= New Freedom Theatre =

Theatre in Philadelphia, Pennsylvania, US

New Freedom Theatre is an African-American theatre company in residence at the Freedom Theatre in Philadelphia established in 1966. The theatre has mounted several hundred productions as well as having taught tens of thousands of students in their 50-year-old educational programs history, making it Pennsylvania's oldest African-American theatrical institution.

==History==

=== Founding ===
The New Freedom Theatre was founded in 1966 by John E. Allen Jr while working as a supervisor at the Sun Oil Company (now known as Sunoco). He left his job in 1973 to run the theatre full-time. At first, the theatre used the facilities of the nearby Temple University and ran out of a storefront in North Philadelphia but was able to move in 1968 to the Edwin Forrest House on North Broad Street with help from Robert E. Leslie Sr. The building was initially owned by a brewer called William Gaul. In 1853 Edwin Forrest, a prolific tragedian, purchased the home. Upon his death in 1872, Edwin left his estate to retired actors.

In the early days of the theatre, crime such as prostitution and drug dealing that occurred within the theatre's neighborhood. To protect the theatre students, Allen would ask criminals to leave the area before they arrived for classes. Crime has since decreased with time and the installation of more streetlights.

The facility now houses small meeting & rehearsal rooms, a black box theatre, a private reception lobby, and 299-seat proscenium John E. Allen, Jr. Theatre.

===Acquisition===
On July 10, 1990, The New Freedom Theatre was acquired by the Pennsylvania Historical and Museum Commission, which provided renovations for the New Freedom Theatre for a nominal sum.

==Neighborhood==
The New Freedom theatre is surrounded by other historical sites including the Blue Horizon boxing venue, located on the same block as the theatre, which dons a mural of Muhammed Ali, Joe Frazier, George Foreman, and Larry Holmes on its wall facing the theatre. Across Master Street sits the Great Harvest Baptist Church, built in 1823. North of the theatre is the Leon H. Sullivan Human Services Center, which houses a variety of social service organizations.

==Leadership==
After the death of co-founder and artistic director John E. Allen, Jr., the theatre's board of directors appointed Walter Dallas, former head of Philadelphia's University of the Arts theatre program. Dallas made the theatre an Equity house and created links with theatre professionals across the country to bring prominence to the New Freedom Theatre. Under the leadership of Walter Dallas, the company completed a $10-million capital fund-raising drive which created the 299-seat John E. Allen, Jr. theatre, which opened for the 1996–1997 season (American Theatre 1995 Graham).

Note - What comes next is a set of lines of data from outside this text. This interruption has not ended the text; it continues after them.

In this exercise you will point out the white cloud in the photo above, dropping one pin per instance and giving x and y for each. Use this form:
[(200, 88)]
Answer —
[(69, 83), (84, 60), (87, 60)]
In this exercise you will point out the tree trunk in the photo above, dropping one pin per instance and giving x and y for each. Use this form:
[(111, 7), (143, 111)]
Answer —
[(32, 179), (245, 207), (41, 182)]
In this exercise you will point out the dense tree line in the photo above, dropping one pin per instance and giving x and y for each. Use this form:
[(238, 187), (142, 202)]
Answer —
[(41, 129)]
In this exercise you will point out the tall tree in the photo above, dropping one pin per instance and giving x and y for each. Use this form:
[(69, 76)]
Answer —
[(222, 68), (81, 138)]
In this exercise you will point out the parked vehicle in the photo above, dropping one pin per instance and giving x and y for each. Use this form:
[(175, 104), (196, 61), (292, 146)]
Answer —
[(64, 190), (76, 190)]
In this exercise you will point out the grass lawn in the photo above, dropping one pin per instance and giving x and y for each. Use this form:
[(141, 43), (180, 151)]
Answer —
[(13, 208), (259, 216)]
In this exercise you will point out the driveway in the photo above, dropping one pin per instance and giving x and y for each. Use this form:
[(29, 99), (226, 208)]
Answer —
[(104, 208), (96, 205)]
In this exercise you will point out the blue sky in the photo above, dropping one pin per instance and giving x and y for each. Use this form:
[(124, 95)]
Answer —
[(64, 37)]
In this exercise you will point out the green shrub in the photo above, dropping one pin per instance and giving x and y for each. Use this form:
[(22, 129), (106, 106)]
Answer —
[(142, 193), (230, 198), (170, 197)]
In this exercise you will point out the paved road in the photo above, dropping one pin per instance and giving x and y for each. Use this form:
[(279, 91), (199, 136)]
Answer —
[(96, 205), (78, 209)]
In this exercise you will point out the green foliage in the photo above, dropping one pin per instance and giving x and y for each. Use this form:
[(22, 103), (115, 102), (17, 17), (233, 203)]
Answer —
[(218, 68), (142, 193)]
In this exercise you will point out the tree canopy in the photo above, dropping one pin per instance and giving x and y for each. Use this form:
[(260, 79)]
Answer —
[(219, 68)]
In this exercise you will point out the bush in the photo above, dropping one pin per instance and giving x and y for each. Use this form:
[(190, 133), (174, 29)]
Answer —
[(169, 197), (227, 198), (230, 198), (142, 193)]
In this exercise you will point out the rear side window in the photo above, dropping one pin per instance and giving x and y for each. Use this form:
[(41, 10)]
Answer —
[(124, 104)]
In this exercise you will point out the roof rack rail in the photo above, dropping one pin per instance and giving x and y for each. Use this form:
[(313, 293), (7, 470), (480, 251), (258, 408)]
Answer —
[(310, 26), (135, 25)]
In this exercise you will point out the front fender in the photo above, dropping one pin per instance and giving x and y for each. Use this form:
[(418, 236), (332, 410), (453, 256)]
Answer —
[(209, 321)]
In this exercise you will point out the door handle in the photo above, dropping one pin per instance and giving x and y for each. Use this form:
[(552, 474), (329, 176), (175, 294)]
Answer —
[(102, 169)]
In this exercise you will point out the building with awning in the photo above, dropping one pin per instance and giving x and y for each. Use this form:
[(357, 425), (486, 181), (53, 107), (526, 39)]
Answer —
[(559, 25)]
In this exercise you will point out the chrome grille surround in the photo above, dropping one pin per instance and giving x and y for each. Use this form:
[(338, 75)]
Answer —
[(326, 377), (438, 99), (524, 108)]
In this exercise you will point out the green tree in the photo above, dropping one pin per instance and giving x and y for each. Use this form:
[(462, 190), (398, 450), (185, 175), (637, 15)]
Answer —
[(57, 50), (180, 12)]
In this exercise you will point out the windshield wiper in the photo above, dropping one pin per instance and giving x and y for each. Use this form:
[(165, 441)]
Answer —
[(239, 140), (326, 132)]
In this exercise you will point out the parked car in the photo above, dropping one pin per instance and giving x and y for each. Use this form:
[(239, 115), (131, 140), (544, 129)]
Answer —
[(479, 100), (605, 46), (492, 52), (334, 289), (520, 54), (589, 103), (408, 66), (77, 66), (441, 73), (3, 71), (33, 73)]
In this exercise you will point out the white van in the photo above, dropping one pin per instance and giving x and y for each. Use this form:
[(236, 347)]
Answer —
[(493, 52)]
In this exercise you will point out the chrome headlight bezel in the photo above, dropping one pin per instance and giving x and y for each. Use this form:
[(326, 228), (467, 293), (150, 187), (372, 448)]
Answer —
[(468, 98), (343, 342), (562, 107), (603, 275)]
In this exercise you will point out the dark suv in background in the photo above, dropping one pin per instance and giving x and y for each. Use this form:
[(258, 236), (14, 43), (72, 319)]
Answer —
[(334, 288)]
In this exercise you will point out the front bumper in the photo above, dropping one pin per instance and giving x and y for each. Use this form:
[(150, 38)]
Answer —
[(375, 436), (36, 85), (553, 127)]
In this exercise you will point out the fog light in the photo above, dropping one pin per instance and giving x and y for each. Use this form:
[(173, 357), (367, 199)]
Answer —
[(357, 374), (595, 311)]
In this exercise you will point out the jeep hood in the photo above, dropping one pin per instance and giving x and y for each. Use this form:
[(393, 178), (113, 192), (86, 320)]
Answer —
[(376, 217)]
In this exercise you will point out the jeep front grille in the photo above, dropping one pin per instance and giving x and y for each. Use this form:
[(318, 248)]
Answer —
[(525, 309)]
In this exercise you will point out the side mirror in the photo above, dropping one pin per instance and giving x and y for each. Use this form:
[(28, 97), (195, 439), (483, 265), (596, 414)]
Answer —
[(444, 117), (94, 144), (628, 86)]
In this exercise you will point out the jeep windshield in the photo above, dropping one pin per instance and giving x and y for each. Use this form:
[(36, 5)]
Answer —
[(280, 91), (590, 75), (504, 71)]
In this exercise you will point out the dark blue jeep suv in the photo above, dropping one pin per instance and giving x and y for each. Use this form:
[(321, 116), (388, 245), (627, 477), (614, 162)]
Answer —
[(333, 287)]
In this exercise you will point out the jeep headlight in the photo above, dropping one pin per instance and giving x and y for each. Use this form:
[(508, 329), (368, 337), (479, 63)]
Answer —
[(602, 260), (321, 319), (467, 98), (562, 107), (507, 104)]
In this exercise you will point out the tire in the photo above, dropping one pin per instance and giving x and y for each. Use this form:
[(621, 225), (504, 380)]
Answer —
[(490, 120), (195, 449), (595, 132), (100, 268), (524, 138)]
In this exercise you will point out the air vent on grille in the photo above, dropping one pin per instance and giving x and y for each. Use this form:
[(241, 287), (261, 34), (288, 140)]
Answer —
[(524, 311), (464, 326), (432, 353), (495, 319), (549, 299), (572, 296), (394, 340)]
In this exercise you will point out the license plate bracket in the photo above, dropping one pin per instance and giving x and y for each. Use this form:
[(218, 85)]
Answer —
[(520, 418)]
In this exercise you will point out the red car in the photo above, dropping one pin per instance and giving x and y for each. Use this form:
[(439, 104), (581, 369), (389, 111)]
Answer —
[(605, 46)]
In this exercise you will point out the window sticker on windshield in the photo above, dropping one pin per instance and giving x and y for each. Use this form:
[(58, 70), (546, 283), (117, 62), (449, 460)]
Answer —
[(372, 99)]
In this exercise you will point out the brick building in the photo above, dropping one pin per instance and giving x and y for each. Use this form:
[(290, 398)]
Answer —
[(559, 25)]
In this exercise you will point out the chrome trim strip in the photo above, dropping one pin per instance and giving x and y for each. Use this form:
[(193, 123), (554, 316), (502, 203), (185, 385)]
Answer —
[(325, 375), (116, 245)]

The current artistic director of The New Freedom Theatre is Rajendra Ramoon Maharaj. He is an Indo-Caribbean American artist, educator and activist. His credits at the New Freedom Theatre include The Ballad of Trayvon Martin, Jamaica, Don't Bother Me, I Can't Cope, The Colored Museum, and Walk Through Time.

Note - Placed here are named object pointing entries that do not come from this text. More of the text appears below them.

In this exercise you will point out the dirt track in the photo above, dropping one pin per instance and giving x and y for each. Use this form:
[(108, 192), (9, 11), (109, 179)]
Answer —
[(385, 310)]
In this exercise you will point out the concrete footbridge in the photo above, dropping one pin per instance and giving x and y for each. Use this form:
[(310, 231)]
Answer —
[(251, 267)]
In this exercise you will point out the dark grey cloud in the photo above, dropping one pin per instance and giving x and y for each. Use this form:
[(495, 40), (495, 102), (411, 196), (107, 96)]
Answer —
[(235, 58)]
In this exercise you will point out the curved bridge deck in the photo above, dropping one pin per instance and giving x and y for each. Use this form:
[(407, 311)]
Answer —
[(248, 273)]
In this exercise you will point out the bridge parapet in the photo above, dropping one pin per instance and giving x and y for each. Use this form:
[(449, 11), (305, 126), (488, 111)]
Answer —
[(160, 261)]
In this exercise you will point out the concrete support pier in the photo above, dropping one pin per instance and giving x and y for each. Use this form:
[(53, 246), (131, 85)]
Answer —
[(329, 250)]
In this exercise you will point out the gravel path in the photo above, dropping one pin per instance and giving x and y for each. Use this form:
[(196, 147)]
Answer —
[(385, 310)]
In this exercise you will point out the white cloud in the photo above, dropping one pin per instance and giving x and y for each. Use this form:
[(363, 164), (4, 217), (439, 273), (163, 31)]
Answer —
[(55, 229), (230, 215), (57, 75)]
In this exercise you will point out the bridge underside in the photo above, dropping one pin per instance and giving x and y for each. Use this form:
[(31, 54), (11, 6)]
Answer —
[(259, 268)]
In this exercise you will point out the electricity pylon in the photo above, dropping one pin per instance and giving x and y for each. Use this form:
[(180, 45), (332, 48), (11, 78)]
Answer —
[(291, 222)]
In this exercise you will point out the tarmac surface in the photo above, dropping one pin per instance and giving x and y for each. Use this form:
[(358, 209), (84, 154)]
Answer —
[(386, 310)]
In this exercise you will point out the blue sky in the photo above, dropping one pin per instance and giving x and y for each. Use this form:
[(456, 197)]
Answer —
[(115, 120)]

The executive producing director is Sandra Norris Haughton. She is known as a successful professional in evaluating and implementing new strategies for cultural institutions in distress and developed transformational strategies to redefine and make them viable.

==Education==
New Freedom Theatre offers educational programs for all age groups including elementary, middle school, high school, and adults. Educational program participants study traditional and contemporary performance skills and theory, theatre techniques, writing and aspects of technical production.

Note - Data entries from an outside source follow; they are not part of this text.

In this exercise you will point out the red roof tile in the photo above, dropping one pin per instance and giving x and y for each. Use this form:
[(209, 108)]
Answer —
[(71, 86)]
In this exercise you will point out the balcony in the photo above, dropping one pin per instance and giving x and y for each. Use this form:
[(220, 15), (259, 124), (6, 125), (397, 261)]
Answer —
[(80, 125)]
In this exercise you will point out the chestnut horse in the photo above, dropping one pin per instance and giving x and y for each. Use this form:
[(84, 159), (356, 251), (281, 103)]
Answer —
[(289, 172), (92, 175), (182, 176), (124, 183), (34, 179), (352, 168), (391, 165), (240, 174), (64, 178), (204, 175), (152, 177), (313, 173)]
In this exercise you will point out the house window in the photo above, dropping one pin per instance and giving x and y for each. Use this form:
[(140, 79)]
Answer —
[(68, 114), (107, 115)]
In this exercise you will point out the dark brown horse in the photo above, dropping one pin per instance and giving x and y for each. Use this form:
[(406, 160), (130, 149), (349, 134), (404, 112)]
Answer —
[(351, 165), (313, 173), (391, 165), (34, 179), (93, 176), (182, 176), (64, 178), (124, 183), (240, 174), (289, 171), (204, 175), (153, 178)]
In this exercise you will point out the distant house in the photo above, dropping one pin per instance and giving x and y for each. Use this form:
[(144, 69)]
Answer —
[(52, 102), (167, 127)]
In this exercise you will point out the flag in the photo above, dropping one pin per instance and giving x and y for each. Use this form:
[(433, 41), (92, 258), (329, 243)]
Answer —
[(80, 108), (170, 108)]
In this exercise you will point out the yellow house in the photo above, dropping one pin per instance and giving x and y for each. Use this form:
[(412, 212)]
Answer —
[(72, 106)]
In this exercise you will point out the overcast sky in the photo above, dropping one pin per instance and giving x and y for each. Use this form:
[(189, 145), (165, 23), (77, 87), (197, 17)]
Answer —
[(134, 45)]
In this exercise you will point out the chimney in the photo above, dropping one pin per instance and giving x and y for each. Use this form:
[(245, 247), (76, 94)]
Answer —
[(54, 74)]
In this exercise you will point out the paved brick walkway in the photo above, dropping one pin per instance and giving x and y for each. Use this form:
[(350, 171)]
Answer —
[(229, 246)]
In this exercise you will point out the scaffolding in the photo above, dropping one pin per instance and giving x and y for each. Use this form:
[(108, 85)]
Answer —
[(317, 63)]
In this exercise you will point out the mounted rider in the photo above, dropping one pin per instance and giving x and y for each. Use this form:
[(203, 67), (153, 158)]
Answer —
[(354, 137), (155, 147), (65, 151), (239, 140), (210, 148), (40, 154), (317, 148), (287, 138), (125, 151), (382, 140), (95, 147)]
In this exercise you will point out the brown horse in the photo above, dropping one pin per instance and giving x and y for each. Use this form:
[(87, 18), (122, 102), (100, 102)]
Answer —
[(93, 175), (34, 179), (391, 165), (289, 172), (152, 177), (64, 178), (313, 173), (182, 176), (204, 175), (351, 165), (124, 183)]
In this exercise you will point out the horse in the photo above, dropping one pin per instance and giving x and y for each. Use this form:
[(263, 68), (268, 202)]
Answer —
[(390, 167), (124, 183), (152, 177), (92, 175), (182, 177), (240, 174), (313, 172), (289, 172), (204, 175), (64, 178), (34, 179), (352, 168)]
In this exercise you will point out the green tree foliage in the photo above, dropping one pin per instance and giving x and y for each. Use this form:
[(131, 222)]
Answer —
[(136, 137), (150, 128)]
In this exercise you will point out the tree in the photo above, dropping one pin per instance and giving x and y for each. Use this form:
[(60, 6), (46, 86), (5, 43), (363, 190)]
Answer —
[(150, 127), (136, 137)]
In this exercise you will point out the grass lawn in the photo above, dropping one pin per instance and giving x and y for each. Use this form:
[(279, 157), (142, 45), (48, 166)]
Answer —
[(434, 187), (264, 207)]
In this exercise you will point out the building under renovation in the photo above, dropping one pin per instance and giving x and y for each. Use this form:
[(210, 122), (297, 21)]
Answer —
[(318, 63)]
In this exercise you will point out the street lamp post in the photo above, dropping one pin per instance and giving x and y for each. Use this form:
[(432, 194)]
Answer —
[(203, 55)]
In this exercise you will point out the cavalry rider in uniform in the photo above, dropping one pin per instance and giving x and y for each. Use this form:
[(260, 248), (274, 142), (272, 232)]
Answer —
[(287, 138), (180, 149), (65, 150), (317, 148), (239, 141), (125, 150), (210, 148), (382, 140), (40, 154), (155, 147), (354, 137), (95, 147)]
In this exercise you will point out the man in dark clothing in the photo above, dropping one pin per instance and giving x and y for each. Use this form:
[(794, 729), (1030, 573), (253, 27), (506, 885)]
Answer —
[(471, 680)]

65% of Philadelphia school children finish high school while 98% of Freedom Theatre students do, and 55% of Philadelphia high school graduates move on to higher education while 85% of Freedom theatre students do.

==Theatre alumni==
Alumni of the theatre include: Leslie Odom, Erika Alexander, Samm-Art Williams, and Wanya Morris.

==Controversy==
In 2016, there was backlash when a group of instructors at the New Freedom Theatre Performing Arts Training School were fired after years of service, three of which were long-time faculty members, including two of Robert E. Leslie's daughters (Gail Leslie, Diane Leslie). Leadership says they were revamping the program due to low enrollment, and to make the theatre stronger and more sustainable.